Cet arrêt a été confirmé par le Tribunal fédéral le 27 octobre
b) Par décision du 5 juin 2015, l’Office d’exécution des peines
(ci-après : OEP) a autorisé D.________ à poursuivre l’exécution de ses
peines privatives de liberté sous le régime du travail externe à partir du
7 juin 2015 à l’Etablissement du Simplon à Lausanne.

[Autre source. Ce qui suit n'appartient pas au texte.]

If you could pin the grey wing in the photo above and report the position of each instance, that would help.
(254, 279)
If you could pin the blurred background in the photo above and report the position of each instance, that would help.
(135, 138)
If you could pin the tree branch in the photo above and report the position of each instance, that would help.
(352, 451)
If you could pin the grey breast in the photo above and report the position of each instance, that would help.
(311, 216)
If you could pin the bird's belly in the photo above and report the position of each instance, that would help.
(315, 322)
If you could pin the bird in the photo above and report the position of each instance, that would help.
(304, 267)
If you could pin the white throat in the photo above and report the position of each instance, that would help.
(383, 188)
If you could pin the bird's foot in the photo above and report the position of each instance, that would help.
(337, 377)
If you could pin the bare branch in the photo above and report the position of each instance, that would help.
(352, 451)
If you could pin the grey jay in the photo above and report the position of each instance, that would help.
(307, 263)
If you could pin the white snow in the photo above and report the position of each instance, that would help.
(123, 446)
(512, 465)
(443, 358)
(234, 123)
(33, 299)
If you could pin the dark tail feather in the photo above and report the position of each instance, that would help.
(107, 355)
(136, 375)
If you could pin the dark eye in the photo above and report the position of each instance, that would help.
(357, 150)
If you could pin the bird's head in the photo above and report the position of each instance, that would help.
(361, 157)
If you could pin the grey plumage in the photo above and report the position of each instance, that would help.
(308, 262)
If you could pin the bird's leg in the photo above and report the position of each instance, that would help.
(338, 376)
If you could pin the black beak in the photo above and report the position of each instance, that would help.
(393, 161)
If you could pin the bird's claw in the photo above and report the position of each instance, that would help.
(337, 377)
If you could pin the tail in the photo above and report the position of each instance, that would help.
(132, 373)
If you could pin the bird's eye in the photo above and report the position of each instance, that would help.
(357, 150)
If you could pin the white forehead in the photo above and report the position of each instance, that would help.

L’octroi et le
maintien du régime ont été subordonnés à plusieurs conditions
cumulatives et l'attention de D.________ a été attirée sur le fait que toute
violation de ces conditions était propre à entraîner la révocation du régime
de travail externe et sa réintégration en milieu carcéral ordinaire.
c) Le 23 août 2015, D.________ a demandé à pouvoir bénéficier
du régime de travail et logement externes.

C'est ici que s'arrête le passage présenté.